Let v_1,v_2,\cdots,v_{n+1} be vectors in \mathbb{R}^{k+1}. And let Q(\bf{x}) be a polynomial. We call Q(\bf{x}) degenerate with respect to v_1,v_2,\cdots,v_{n+1} if

Q(\bf{x}) = \sum_{j=1}^{n+1}P_j(\bf{x}\cdot v_j)

for some one-dimensional polynomial P_1,\cdots,P_{n+1}.

Consider the form

\Lambda_\lambda(f_1, f_2, \cdots, f_{n+1}) = \int_{\mathbb{R}^{k+1}}
e^{\lambda Q(\bf{x})}\varphi(\bf{x}) \prod_{j=1}^{n+1}f_j(\bf{x}\cdot v_j)d\bf{x} ,

where \varphi is a standard bump function.
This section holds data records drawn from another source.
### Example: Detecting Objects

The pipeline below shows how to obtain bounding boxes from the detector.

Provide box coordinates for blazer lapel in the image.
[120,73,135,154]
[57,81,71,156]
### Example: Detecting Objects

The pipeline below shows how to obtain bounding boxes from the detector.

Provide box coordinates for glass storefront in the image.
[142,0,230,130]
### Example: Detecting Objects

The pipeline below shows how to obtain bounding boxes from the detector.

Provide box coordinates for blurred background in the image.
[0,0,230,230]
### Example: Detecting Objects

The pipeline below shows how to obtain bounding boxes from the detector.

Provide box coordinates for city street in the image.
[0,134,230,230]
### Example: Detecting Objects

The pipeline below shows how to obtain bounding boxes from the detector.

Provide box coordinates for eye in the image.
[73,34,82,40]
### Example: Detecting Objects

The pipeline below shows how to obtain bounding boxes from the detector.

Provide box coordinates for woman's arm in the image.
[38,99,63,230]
When n\leq 2k and the vectors v_j are in general position (that is, any k+1 vectors in {v_1,v_2,\cdots,v_{n+1}} are linearly independent), then we have

\big|\Lambda_\lambda(f_1, \cdots, f_{n+1})\big| \leq C \lambda^{-\varepsilon} \prod_{j=1}^{n+1}\|f_j\|_2

for all non-degenerate polynomials Q and some \varepsilon >0. Furthermore, the bound is uniform over all compact collections of non-degenerate polynomial Q.

This is a joint work with M. Christ, T. Tao and C. Thiele.